The emergence of GaN on Si PAs provides wideband performance and superior power density and efficiency compared to LDMOS devices, meeting the exacting thermal specifications while preserving valuable PCB space for the tightly-clustered mMIMO antenna arrays. Space-saving multifunction MMICs and multi-chip modules (MCM) are supplanting discrete ICs and single-function devices, enabling integrated RFICs for 5G base stations. FEMs are benefiting from a similarly streamlined design approach using integrated assemblies incorporating PAs, T/R switches, matching circuits, low noise amplifiers, digital step attenuators, controllers and DPD couplers packaged in compact packages (see Figure 5). With drain efficiencies approaching 60 percent and optimized integration of the Tx and Rx components, as well as DPD feedback paths, using FEMs in mMIMO radios and TRx boards has many benefits:
- Reuse portions of the transceiver board layout.
- Optimize device-to-heat sink thermal management.
- Optimize power levels, feedback loops, VSWR and control circuitry.
- Manage isolation and noise within the FEM.
- Enable dynamic power saving modes.
- Improve final yields compared to discrete designs, since the integrated FEM is fully tested.
Using the FEM design approach, redesigning a mMIMO radio for a different number of antenna elements, frequency band or power level is simplified, as FEMs are “plug and play” modules, with standardized interfaces, control logic and RF levels part of the design methodology.
In all mMIMO designs, where the antenna and electronics are contained in one enclosure (see Figure 6), the majority of the product engineering focus is managing thermal performance.
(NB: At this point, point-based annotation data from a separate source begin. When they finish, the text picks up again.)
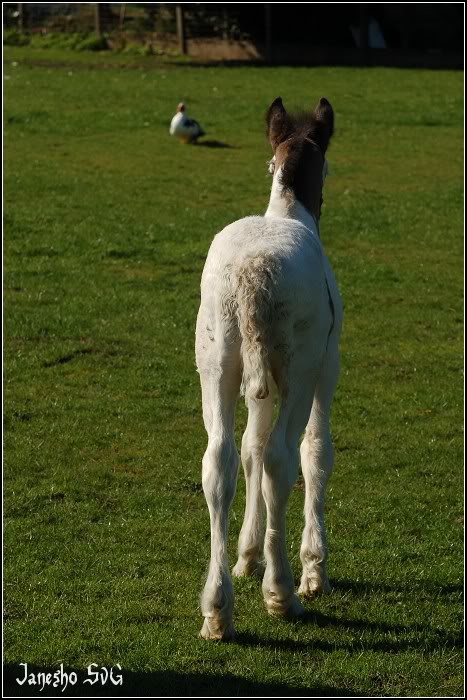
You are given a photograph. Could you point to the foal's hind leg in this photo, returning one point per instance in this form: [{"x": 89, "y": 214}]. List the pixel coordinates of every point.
[
  {"x": 317, "y": 458},
  {"x": 220, "y": 466},
  {"x": 280, "y": 472},
  {"x": 251, "y": 540}
]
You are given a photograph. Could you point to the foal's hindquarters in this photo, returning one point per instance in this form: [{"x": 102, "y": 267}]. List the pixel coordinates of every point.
[{"x": 267, "y": 318}]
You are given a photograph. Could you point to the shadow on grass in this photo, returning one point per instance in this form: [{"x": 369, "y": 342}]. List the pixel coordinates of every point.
[
  {"x": 160, "y": 683},
  {"x": 427, "y": 588}
]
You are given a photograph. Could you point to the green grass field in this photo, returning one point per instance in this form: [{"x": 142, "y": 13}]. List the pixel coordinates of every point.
[{"x": 107, "y": 225}]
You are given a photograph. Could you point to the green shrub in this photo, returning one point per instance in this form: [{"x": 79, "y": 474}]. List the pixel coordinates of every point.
[
  {"x": 92, "y": 43},
  {"x": 11, "y": 37}
]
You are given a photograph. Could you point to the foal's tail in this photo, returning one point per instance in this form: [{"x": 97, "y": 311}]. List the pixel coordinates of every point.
[{"x": 255, "y": 307}]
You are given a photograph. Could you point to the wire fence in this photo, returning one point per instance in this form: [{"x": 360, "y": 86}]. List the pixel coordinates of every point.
[{"x": 267, "y": 31}]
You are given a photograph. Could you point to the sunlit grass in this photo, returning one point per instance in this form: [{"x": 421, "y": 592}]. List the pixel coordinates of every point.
[{"x": 107, "y": 224}]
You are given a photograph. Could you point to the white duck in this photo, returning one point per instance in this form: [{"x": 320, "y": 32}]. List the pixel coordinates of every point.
[{"x": 186, "y": 130}]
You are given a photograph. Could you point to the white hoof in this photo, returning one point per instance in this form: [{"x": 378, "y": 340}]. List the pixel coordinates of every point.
[
  {"x": 313, "y": 584},
  {"x": 290, "y": 608}
]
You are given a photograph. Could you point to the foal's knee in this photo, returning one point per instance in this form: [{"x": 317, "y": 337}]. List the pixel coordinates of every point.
[{"x": 220, "y": 464}]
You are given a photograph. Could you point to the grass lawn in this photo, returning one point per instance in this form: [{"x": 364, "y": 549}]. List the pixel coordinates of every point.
[{"x": 107, "y": 225}]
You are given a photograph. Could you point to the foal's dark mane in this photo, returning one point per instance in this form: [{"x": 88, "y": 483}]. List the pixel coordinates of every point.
[{"x": 306, "y": 136}]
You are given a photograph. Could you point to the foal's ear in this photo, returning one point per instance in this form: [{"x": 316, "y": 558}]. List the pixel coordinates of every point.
[
  {"x": 324, "y": 119},
  {"x": 277, "y": 123}
]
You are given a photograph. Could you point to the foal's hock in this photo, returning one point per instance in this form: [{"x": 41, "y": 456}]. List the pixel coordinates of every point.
[{"x": 270, "y": 318}]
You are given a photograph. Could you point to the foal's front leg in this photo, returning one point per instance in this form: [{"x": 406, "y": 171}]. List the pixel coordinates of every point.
[{"x": 220, "y": 467}]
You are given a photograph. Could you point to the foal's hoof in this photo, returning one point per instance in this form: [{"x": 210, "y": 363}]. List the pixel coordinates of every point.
[
  {"x": 245, "y": 567},
  {"x": 289, "y": 609},
  {"x": 217, "y": 630}
]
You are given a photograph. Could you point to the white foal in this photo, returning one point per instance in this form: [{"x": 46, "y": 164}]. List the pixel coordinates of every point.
[{"x": 270, "y": 315}]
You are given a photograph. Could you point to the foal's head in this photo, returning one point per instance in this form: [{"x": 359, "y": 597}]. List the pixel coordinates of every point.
[{"x": 299, "y": 143}]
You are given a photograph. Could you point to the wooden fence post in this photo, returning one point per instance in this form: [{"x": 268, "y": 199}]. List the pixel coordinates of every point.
[{"x": 268, "y": 31}]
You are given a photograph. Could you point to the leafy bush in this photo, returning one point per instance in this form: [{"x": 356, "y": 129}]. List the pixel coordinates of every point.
[
  {"x": 93, "y": 42},
  {"x": 11, "y": 37}
]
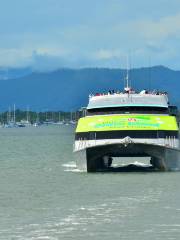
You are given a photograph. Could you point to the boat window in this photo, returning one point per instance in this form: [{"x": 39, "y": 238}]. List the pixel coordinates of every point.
[{"x": 127, "y": 110}]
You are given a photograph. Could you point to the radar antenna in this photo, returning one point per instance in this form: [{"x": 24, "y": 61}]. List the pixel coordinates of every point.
[{"x": 127, "y": 88}]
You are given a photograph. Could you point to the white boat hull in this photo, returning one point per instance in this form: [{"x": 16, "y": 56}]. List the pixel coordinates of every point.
[{"x": 92, "y": 157}]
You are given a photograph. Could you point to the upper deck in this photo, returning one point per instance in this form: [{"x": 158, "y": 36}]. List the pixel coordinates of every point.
[{"x": 130, "y": 99}]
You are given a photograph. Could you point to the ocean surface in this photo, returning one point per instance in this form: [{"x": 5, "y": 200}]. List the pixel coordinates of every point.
[{"x": 44, "y": 196}]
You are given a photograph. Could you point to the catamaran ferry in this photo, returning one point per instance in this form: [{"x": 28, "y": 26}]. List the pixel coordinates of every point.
[{"x": 128, "y": 124}]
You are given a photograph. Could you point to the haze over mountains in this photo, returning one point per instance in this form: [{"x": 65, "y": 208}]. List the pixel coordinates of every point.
[{"x": 68, "y": 89}]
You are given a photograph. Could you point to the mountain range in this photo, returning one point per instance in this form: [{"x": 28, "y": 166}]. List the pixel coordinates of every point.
[{"x": 68, "y": 89}]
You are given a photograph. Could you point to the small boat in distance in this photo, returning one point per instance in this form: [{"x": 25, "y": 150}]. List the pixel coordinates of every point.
[{"x": 128, "y": 124}]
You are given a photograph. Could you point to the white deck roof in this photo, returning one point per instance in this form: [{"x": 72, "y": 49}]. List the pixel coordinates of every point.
[{"x": 123, "y": 100}]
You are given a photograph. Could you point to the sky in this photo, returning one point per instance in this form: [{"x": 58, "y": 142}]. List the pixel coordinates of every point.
[{"x": 49, "y": 34}]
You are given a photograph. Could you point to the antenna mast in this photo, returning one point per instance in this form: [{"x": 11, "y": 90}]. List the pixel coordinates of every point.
[{"x": 127, "y": 88}]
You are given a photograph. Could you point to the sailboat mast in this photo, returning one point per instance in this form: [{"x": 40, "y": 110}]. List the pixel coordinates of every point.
[{"x": 14, "y": 113}]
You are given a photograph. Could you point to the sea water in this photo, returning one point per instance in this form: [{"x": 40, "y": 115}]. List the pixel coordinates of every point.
[{"x": 44, "y": 196}]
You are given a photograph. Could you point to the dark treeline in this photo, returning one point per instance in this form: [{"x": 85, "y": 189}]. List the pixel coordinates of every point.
[{"x": 32, "y": 117}]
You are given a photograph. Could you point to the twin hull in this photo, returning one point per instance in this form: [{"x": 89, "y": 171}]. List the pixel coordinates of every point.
[{"x": 100, "y": 138}]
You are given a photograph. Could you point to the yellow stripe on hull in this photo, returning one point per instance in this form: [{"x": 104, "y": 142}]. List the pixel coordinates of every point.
[{"x": 126, "y": 122}]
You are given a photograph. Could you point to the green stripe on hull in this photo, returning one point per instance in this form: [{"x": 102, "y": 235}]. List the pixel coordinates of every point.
[
  {"x": 126, "y": 122},
  {"x": 127, "y": 105}
]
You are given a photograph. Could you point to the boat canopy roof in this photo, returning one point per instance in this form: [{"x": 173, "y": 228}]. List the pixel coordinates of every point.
[{"x": 128, "y": 100}]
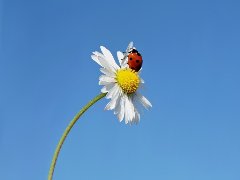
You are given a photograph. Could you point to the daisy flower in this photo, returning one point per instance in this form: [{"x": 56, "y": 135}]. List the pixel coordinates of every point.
[{"x": 121, "y": 85}]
The engineering efforts for signal processing, RF design, digital design, board layout, power design are indeed complex, but ultimately the mechanical/thermal/design and product environmental requirements will determine the volume and weight. Conventional 4G radio heads are built with the radio inside the heat sink, fins surrounding the entire package. With a mMIMO design, the antenna and its radome are very poor conductors of heat, limiting thermal dissipation to the rear of the mMIMO radio.
By leveraging advanced packaging techniques for the MMICs and MCMs within the FEM, additional cooling and space-saving benefits can be achieved. Figure 7 illustrates a simplified mMIMO design, not including the power supplies and fiber interfaces. The case housing has extruded fins bonded into the housing to save casting weight and increase thermal efficiency. The TRx board integrates the FEMs and RFICs, with the FEMs conducting heat down through thermal vias, while the heat from the RFICs conducts out through the lid. This allows heat to be dissipated in multiple directions, rather than unidirectionally from the FEMs and RFICs. Heat can be removed through the top lid and the bottom of the package through the ground vias and baseplate, distributing heat more efficiently and enabling a cooler device in a smaller footprint. Alternatively, the FEM can channel heat through both the thermal vias and the lid, to dissipate as much heat as possible.
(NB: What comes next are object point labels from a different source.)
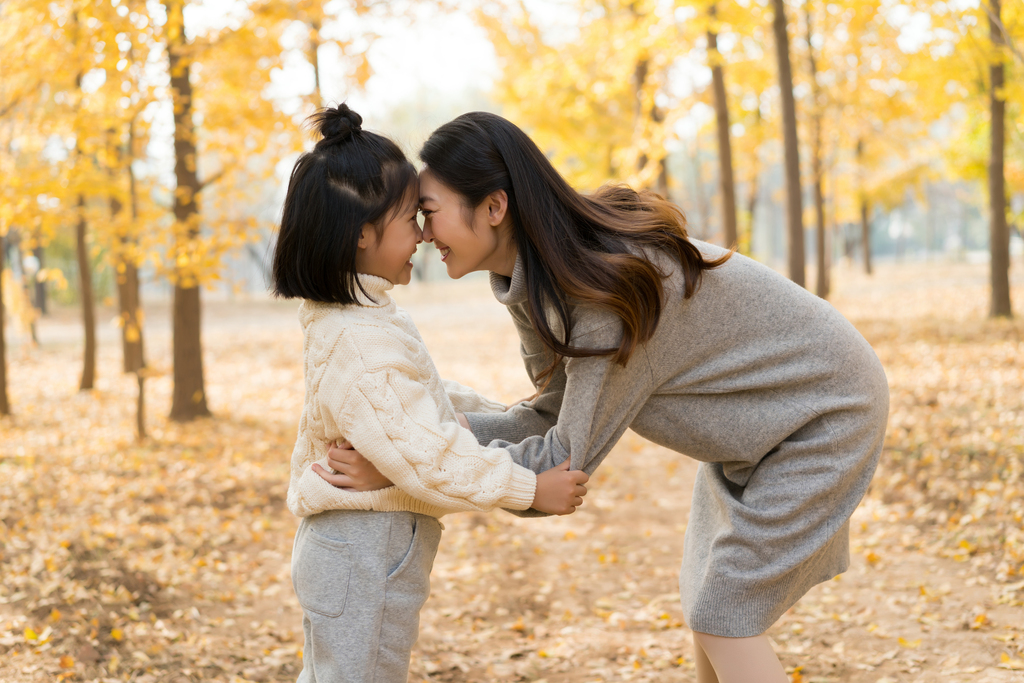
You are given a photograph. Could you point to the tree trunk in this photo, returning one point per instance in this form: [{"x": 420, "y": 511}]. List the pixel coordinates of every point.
[
  {"x": 865, "y": 226},
  {"x": 795, "y": 210},
  {"x": 726, "y": 182},
  {"x": 819, "y": 202},
  {"x": 747, "y": 243},
  {"x": 4, "y": 402},
  {"x": 39, "y": 299},
  {"x": 704, "y": 206},
  {"x": 140, "y": 407},
  {"x": 188, "y": 396},
  {"x": 663, "y": 177},
  {"x": 998, "y": 230},
  {"x": 129, "y": 306},
  {"x": 865, "y": 233},
  {"x": 88, "y": 305},
  {"x": 314, "y": 43}
]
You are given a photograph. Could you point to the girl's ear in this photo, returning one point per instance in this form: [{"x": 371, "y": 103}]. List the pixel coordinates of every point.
[
  {"x": 368, "y": 237},
  {"x": 498, "y": 206}
]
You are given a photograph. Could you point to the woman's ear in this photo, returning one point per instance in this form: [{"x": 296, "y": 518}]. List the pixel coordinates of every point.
[{"x": 498, "y": 206}]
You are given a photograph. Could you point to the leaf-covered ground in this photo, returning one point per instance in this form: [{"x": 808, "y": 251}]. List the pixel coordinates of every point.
[{"x": 168, "y": 560}]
The impending proliferation of 5G base stations operating sub-6 GHz, later at mmWave, will undoubtedly strain tower and rooftop deployment flexibility and site acquisition options for the foreseeable future. By alleviating the signal processing and conversion workload and exploiting higher levels of integration, from discrete components to FEMs, significant reductions in base station size and weight can be achieved.
The expected roadmap for FEMs, SOCs and full single module solutions, from optical in to RF out, is a natural progression of technology. Integration of the optical interfaces, with direct sampling RF Tx and Rx and the required signal conditioning, will define a true SOC. These evolving capabilities will enable 5G mMIMO base stations to become ubiquitous, fitting comfortably in the contours of our metro and suburban landscapes.